Out Of Print & Out Of Touch: The Magazine Industry Is Dying
For me, I still get a rush of excitement every time I flip through the glossy pages of my favorite publications. But apparently, less and less people feel the same way.
The headlines from the last couple years in magazine publishing read like a bloodbath. More Magazine, owned by Meredith Corporation, was the first casualty of 2016. 2015 saw the erasure of several high profile titles from your local newsstand. Details closed completely, and many of its staff members were moved over to GQ. Lucky become a digital exclusive and Fitness magazine was blended into Shape to create a super magazine. There are magazines out of print that I could’ve sworn I saw on the newsstand just last week. Titles are shuttering faster than we can scroll through our newsfeeds.
Many industry diehards are quick to point out that magazines are only struggling, not dying off. In fact, there are plenty of people still willing to go to bat for the aging print format. These supporters are quick to place all their hope in the digital ad sales bucket. Brands are even starting to use magazines as content marketing. But the amount of closures and the behind the scenes scrambling tells a different story. For example, Condé Nast cut 55 jobs late last year, and the media giant combined the ad staff of Self and Glamour. Additionally, print ad revenue hit a 6-year low last year.
Yet somehow, In the midst of an industry in peril, GQ has somehow decided to revamp and release its supplement, GQ Style, as a quarterly magazine. Two GQs for the price of two when many imprints can’t sell one. I don’t get it.
Magazines may not be dead yet. After all, it’s still a multi-billion-dollar business. But the industry is surely starting to show its age. And without some swift adjustments, it may soon be on life support.
While many people in the business have been quick to craft a narrative that ignores the inevitable change occurring, some insiders have been more pessimistic in their predictions of the future. In 2014, Vogue contributing fashion editor Lynn Yaeger told Racked that print was on its way out. Magazines would become the stuff of novelty like a ‘typewriter or horse and buggy’.
In the share economy, magazines (much like musicians) can no longer depend on topline sales. They have to look to advertisers, web content, TV networks, and product licensing to stay alive.

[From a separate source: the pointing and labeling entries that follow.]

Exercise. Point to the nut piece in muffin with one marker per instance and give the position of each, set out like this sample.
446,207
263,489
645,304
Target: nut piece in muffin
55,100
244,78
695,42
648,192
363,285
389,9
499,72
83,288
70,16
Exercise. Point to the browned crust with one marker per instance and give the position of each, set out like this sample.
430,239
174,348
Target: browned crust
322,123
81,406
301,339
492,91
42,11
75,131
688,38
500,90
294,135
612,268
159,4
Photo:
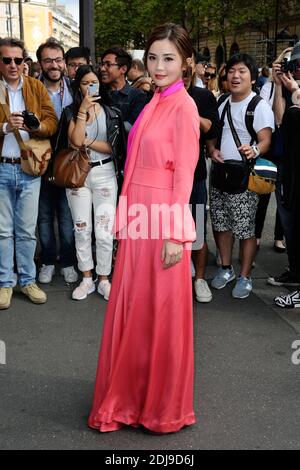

Digital is the way to go. And while print magazines may not ever completely die off, the days of kids sneaking away to read their favorite magazines in the treehouse are over. If it’s not on a mobile device, it doesn’t matter. And not just a PDF of the magazine. Something about an exact digital replica of a magazine on a tablet doesn’t translate. There are apps like Texture by Next Issue that allow you access to all the major titles you can dream of for a monthly fee. Think of it as streaming for magazines. But unlike music, many of us don’t return to magazines on a daily basis. We consume songs in an entirely different manner. Because of our repeated use, streaming makes sense. But for mostly one-time use, it’s not as practical. Additionally, most of the magazines featured in the app are simply plain digital versions of the print mags. Reading them on a tablet offers no enhancements or differences. We’re just flipping through with one finger instead of two.
Furthermore, people don’t read content the way magazines intend them to. We don’t want linear stories and information curated by theme. We want access to a wide variety of articles and photos. From there, we can skim around and read what truly interests us. We can curate our own experience. Magazines still exist to tell us what should be important. But this goes against everything the modern economy is about. We don’t want to be told what to like anymore. We can do that on our own. Magazines need to become part of the conversation and stop trying so forcefully to lead it.
It takes more than a digital file of your monthly issue to fully demonstrate an understanding of new media. Only time will tell if the publishing business can rally its survivors and walk bravely in a new direction. But if this year is any indication, even that seems a bit too hopeful.